A graduate of the University of Padua (Italy), where he studied Classics and French, he taught Italian Literature in France and Italy (1964-68), and the United Kingdom (1968-1995) before joining Harvard in 1995 as Professor of Italian Literature in the Department of Romance Languages and Literatures. At Harvard, he served as House Master of Eliot House for ten years (2000-2010) and was named Harvard College Professor in 2005, a special recognition awarded to faculty members who devote time and energy especially to teaching undergraduates. From 2010 to 2015 he was the director of Villa I Tatti, the Harvard University Center for Italian Renaissance Studies in Florence. He has published essays on the French and Italian Renaissance, in particular on Montaigne and French travellers to Italy. His research has focused on the Latin and Italian Middle Ages (Dante), the Renaissance (Bembo and Trifon Gabriele), and 20th century Italian literature (Pavese and the contemporary novel).
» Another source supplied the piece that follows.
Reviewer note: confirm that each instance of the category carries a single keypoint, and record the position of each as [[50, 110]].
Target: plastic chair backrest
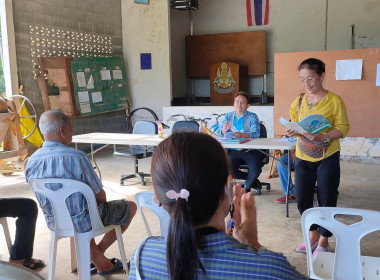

His books on Dante include the critical edition of the 16th century commentary Annotationi nel Dante fatte con M. Triphon Gabriele (Bologna: Commissione per i testi di lingua, 1993), and the volumes La puttana e il gigante: dal Cantico dei Cantici al Paradiso terrestre di Dante (Ravenna: Longo, 1998; Premio Zingarelli), and La punta del disio. Semantica del desiderio nella Commedia (Florence: Cadmo, 2005). He has coedited, and contributed to, various volumes on Italian literature from Dante to the 20th century, including The New Italian Novel (Edinburgh University Press, 1993, paperback 1998), The Cambridge History of Italian Literature (1996; paperback 1999) and Dante in Context (Cambridge University Press, 2015). Among his most recent essays, Songs Beyond Mankind: Poetry and the Lager from Dante to Primo Levi (Binghamton: Center for Medieval & Renaissance Studies, 2013).